What is the Raft consensus algorithm?

Why Interviewers Ask This

Mid-level System Design roles require deep understanding of this topic. Interviewers ask this to separate candidates who truly understand the mechanics from those who only know surface-level concepts.

Answer

Raft is a consensus algorithm designed to be more understandable than Paxos, ensuring that a cluster of nodes agrees on a sequence of values even when some nodes fail. Used in: etcd (Kubernetes), CockroachDB, TiKV, Consul. Key concepts: (1) Leader election: one node is the leader — handles all client requests. If the leader fails, a new one is elected.

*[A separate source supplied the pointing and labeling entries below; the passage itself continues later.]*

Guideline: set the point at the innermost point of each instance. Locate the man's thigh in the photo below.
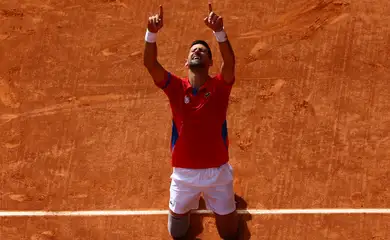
(183, 197)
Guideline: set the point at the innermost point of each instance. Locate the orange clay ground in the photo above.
(82, 126)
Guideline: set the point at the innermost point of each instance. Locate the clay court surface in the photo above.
(82, 126)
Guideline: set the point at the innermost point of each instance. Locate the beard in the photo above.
(195, 64)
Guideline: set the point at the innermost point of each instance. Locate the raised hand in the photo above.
(213, 21)
(155, 22)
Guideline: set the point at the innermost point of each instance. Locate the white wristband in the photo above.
(150, 37)
(220, 36)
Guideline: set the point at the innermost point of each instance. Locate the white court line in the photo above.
(165, 212)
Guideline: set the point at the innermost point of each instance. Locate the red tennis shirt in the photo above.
(199, 127)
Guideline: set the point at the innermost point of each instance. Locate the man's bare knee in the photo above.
(178, 224)
(227, 225)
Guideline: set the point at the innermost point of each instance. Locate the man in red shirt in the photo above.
(199, 142)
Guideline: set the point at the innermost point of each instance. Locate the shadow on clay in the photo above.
(196, 227)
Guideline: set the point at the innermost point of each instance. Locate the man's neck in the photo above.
(197, 78)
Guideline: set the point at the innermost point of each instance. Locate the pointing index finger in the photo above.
(161, 14)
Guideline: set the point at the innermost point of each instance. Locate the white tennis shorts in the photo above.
(216, 185)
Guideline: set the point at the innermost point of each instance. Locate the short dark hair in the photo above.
(204, 43)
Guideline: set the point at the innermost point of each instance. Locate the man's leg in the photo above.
(178, 224)
(220, 199)
(227, 225)
(183, 198)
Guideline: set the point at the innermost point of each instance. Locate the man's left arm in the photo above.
(215, 22)
(228, 64)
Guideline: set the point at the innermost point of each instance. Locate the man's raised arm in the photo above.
(158, 73)
(215, 22)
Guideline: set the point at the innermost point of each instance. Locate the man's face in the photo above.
(198, 57)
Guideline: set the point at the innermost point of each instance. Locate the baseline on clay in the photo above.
(165, 212)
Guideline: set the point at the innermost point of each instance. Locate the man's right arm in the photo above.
(158, 73)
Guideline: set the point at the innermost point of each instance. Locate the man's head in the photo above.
(199, 55)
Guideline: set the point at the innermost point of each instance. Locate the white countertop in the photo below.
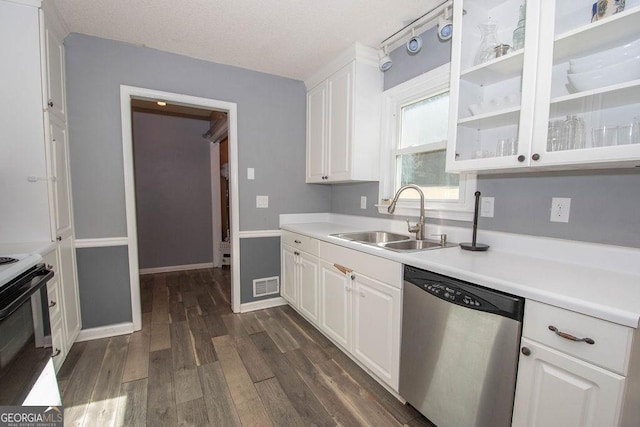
(597, 280)
(40, 248)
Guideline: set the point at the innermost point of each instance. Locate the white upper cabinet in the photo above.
(54, 95)
(343, 119)
(562, 100)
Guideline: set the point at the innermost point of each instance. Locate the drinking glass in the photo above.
(505, 147)
(604, 136)
(573, 133)
(625, 134)
(554, 136)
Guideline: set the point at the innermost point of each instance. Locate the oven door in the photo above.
(22, 357)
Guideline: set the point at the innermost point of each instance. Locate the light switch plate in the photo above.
(560, 207)
(486, 207)
(262, 201)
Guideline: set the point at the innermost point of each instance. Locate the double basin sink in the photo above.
(393, 241)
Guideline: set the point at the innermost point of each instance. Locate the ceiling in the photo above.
(290, 38)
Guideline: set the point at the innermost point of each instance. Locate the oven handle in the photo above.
(44, 276)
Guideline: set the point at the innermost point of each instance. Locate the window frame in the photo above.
(428, 84)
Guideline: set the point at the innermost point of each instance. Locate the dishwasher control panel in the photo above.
(454, 295)
(465, 294)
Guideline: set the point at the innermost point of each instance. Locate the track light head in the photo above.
(445, 26)
(414, 45)
(385, 60)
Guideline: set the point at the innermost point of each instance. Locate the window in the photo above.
(415, 127)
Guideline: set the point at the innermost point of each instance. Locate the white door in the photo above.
(289, 275)
(376, 327)
(335, 304)
(316, 133)
(61, 183)
(340, 123)
(556, 390)
(308, 286)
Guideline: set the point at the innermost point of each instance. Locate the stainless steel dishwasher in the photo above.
(459, 350)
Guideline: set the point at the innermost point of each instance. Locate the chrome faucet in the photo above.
(420, 227)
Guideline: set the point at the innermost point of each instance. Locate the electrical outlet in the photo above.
(262, 201)
(560, 207)
(486, 207)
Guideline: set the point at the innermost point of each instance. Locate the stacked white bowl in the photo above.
(605, 68)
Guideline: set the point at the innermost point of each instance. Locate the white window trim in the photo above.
(392, 99)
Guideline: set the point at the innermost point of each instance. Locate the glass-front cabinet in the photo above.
(544, 83)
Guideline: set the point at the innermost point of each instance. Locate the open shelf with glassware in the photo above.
(573, 77)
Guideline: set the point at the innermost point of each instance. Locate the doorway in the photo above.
(129, 94)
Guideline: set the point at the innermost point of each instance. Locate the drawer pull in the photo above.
(342, 269)
(570, 337)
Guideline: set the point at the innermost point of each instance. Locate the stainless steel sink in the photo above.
(375, 237)
(416, 245)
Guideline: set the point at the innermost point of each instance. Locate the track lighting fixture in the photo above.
(385, 60)
(414, 44)
(445, 25)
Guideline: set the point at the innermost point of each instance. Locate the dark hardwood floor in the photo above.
(195, 363)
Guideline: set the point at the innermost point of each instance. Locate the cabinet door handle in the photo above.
(569, 336)
(342, 269)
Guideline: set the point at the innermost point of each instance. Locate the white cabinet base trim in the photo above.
(170, 268)
(105, 331)
(260, 305)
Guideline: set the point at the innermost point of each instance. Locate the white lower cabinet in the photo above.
(576, 371)
(335, 307)
(363, 314)
(376, 327)
(359, 312)
(299, 270)
(555, 389)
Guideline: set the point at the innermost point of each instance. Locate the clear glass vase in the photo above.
(488, 42)
(518, 33)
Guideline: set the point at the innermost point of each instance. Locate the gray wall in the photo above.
(605, 205)
(260, 258)
(173, 190)
(271, 139)
(271, 130)
(106, 272)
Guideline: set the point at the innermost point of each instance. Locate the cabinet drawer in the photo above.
(298, 241)
(382, 269)
(611, 342)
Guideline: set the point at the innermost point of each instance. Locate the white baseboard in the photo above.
(260, 305)
(105, 331)
(171, 268)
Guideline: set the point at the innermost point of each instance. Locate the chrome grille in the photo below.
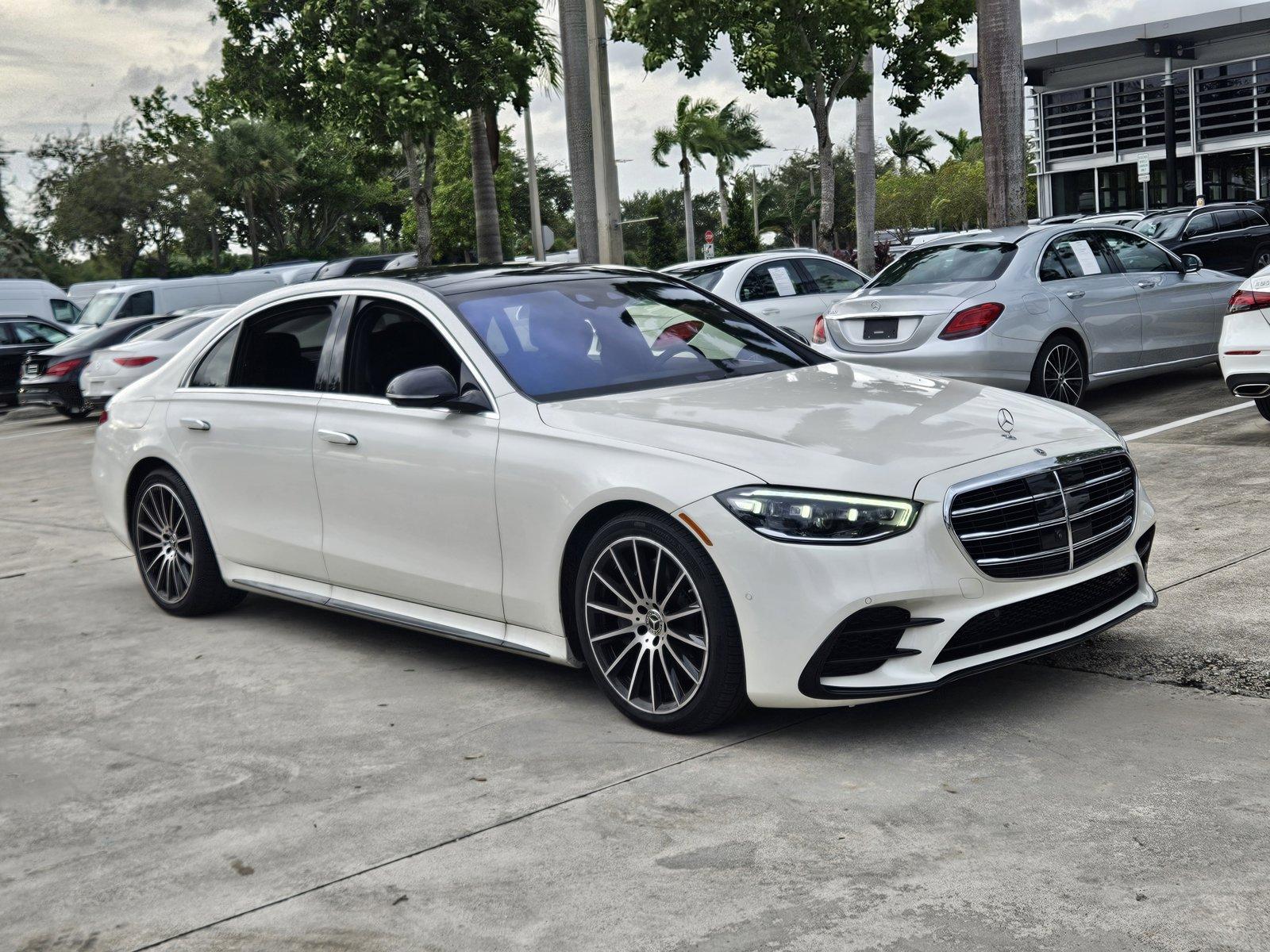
(1047, 520)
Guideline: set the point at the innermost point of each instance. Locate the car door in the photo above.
(241, 428)
(406, 493)
(1200, 238)
(1079, 271)
(1179, 321)
(778, 292)
(829, 279)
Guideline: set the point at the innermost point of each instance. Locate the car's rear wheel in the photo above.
(1060, 372)
(657, 626)
(173, 550)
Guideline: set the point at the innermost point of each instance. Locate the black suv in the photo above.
(1227, 236)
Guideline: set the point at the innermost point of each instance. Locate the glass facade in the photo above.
(1230, 177)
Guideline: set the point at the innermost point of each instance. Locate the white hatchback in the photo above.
(525, 459)
(791, 289)
(1245, 346)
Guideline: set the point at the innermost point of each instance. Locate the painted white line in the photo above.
(1187, 420)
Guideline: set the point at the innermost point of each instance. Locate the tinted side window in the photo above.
(831, 278)
(772, 279)
(1202, 225)
(279, 349)
(387, 340)
(215, 368)
(1137, 254)
(139, 305)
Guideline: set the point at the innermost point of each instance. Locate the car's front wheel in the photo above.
(173, 550)
(657, 626)
(1060, 372)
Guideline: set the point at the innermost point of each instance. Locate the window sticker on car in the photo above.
(783, 282)
(1085, 257)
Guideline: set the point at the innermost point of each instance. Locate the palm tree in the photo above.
(908, 144)
(736, 136)
(257, 160)
(963, 146)
(1001, 109)
(694, 126)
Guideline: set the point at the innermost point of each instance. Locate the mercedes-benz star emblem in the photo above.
(1006, 420)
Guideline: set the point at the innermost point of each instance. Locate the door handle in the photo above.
(344, 440)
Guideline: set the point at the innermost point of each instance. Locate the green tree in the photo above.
(963, 146)
(660, 247)
(810, 51)
(734, 135)
(908, 144)
(692, 133)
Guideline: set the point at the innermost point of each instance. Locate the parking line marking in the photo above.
(1187, 420)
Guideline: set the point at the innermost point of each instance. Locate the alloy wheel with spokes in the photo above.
(647, 625)
(164, 543)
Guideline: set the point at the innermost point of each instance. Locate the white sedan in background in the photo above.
(791, 289)
(1245, 347)
(114, 368)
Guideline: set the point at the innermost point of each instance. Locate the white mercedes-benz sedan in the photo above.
(613, 469)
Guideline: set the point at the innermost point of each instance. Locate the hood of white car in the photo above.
(835, 425)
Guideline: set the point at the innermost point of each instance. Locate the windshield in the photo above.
(1161, 226)
(946, 264)
(602, 336)
(101, 308)
(704, 276)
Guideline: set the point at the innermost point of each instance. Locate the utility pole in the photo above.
(609, 207)
(535, 209)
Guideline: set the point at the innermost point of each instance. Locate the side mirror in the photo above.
(436, 387)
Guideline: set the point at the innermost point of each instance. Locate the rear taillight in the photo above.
(972, 321)
(64, 367)
(1248, 301)
(675, 334)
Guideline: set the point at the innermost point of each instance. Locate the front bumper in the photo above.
(50, 393)
(791, 597)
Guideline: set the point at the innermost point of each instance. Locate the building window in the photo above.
(1230, 177)
(1072, 192)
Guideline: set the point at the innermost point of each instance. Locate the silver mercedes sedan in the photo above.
(1056, 310)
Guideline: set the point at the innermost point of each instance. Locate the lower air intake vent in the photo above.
(1041, 616)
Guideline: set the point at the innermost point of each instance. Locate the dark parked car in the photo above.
(21, 336)
(51, 376)
(1229, 236)
(348, 267)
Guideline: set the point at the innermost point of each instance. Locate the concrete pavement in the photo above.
(279, 777)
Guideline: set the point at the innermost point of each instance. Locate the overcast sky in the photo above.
(69, 63)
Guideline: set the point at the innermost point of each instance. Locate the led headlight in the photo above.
(810, 516)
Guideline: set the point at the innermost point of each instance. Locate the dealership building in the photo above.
(1098, 112)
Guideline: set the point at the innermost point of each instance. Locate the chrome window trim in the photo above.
(1051, 463)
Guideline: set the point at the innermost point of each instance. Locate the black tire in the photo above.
(194, 585)
(1060, 372)
(698, 603)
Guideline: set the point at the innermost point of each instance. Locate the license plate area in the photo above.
(882, 328)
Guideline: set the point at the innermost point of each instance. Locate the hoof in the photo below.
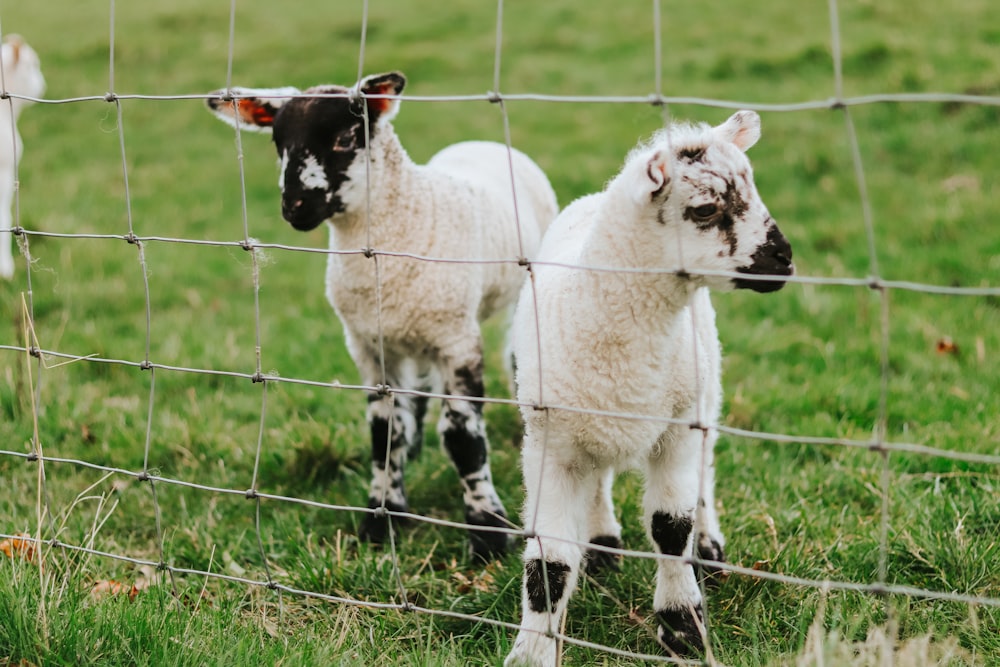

Nodes start as followers; if they don't hear from a leader, they become candidates and request votes; candidate wins with majority votes and becomes the new leader; (2) Log replication: client writes go to the leader; leader appends to its log and sends AppendEntries RPCs to followers; when a majority of followers acknowledge, the entry is "committed" and the leader responds to the client; committed entries are applied to the state machine; (3) Safety: only nodes with up-to-date logs can win elections — ensures committed entries are never lost. Term: Raft time is divided into terms — each election starts a new term. Terms detect stale leaders (a node hearing from a node with a lower term knows it's stale). Guarantees: if N is the cluster size, Raft tolerates ⌊(N-1)/2⌋ failures — majority must be alive. Comparison with Paxos: Paxos is the theoretical foundation (more flexible but complex); Raft is a practical, implementable alternative. Multi-Raft: divide data into many Raft groups, each independently electing leaders — enables distributed databases to scale Raft.

Common Mistake

A common mistake is memorizing definitions without understanding implications. When asked this question, go one level deeper — explain what happens when this concept is misused or ignored.